The plasmids folder is not known to many people, it seems a bit hidden away frankly. It contains ~3000 completed plasmid sequences. Confusingly, ~1000 of these are duplicated from the Bacteria folder (as the plasmid was sequenced with its parent), while the other ~2000 are novel. Even more annoying is that the folder structure is different:

faa/ 21/07/2012 19:39:00
fna/ 21/07/2012 19:40:00
gbk/ 21/07/2012 19:41:00
...
plasmids.all.faa.tar.gz 43.2 MB 23/07/2012 19:43:00
plasmids.all.fna.tar.gz 75.1 MB 23/07/2012 19:43:00
plasmids.all.gbk.tar.gz 199 MB 23/07/2012 19:43:00
...

Now we have a folder for each file extension, which each contains 3000 files.
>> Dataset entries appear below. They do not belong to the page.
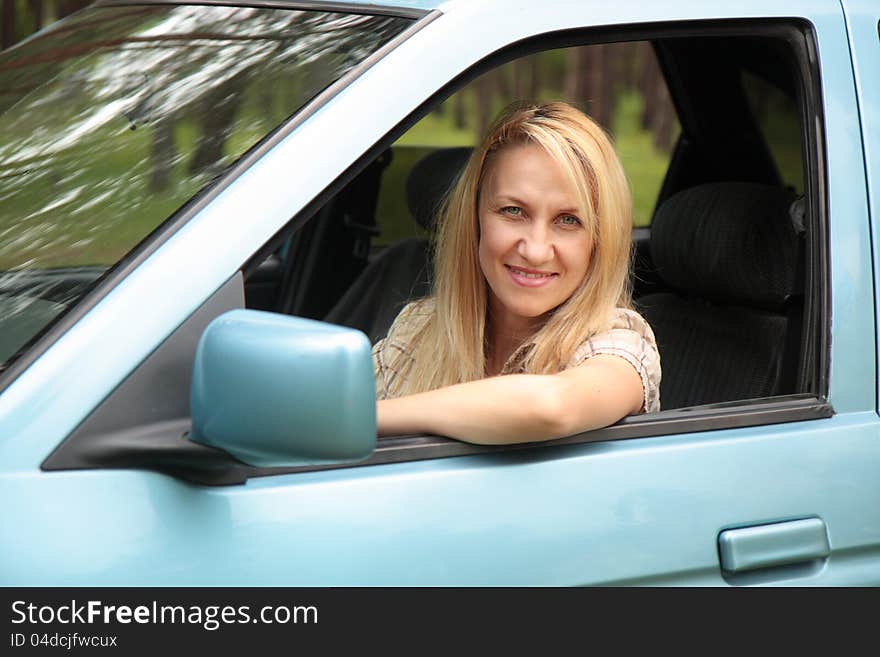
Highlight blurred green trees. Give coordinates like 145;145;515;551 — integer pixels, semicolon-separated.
1;0;91;50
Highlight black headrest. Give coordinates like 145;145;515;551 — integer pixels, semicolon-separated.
651;182;802;306
405;147;472;231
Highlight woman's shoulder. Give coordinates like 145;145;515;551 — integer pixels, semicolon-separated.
568;306;658;360
389;297;434;334
400;296;435;317
375;297;434;350
373;297;434;400
605;306;658;344
567;305;661;413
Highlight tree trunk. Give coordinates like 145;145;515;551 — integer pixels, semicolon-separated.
528;55;541;101
30;0;43;30
638;43;677;152
598;43;618;129
616;42;639;89
564;47;589;108
1;1;15;51
496;65;511;101
475;74;494;136
654;102;676;152
59;1;91;18
638;42;658;132
591;45;607;126
149;119;177;192
453;91;466;129
188;79;245;175
511;59;524;100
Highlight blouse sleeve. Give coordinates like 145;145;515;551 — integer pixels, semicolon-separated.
372;338;390;400
567;309;662;413
372;298;432;400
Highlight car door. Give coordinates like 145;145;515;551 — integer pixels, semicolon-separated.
2;0;879;586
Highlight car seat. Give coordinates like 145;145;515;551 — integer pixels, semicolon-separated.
636;181;805;409
324;147;471;343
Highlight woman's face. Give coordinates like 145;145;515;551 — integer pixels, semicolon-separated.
478;142;593;331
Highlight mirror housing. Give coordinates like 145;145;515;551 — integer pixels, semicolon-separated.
189;309;376;467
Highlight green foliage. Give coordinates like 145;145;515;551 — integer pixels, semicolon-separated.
0;6;411;270
612;91;676;227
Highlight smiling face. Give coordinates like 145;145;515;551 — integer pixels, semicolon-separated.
478;141;593;335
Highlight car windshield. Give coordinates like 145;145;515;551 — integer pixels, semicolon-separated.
0;4;411;371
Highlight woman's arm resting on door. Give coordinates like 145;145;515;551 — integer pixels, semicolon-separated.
376;354;643;444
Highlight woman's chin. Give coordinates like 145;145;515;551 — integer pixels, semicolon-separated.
498;299;559;321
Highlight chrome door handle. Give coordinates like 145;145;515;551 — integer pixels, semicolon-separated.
718;517;830;573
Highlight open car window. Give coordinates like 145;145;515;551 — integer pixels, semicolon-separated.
265;26;819;418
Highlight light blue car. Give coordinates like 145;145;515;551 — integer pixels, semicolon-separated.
1;0;879;586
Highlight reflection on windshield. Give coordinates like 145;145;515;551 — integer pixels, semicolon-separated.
0;5;410;369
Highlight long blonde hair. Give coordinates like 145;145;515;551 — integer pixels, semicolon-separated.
391;101;633;395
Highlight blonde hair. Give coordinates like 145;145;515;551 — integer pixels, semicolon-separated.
391;101;633;395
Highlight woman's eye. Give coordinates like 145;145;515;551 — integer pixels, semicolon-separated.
501;206;522;217
557;214;582;226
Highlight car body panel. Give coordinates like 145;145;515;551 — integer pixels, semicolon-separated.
3;412;879;585
1;0;879;586
840;0;880;411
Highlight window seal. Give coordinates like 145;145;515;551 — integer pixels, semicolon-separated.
43;394;833;486
280;394;833;479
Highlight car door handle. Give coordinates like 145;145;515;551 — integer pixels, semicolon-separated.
718;517;830;573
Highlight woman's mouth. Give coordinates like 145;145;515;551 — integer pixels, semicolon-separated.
505;265;558;287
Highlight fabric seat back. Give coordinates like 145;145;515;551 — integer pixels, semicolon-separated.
636;182;803;409
325;147;471;342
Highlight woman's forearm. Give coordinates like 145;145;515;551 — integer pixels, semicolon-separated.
377;374;570;444
376;355;644;445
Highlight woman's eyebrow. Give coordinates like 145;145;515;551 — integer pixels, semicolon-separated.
493;194;530;207
494;193;580;215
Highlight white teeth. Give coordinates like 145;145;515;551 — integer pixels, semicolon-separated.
510;267;551;278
So the files for a particular plasmid are spread out over multiple folders. Fortunately they provide compressed tar files of the whole archive to download directly:  plasmids.all.gbk.tar.gz

4. Viruses

Some of you may be wondering why I am including Viruses in this story. Well, some viruses infect Bacteria too - they are called bacteriophage. There are ~3000 folders in the Viruses division, but not all of them are bacteriophage. A simple grep for "phage" suggests ~600 are bacterial viruses.  The folder structure is the same as for the finished Bacteria genomes.

It is important to realise that most of these virus sequences are natively dsDNA and will also appear integrated into the chromosomal DNA of many of the entries in Bacteria and Bacteria_DRAFT.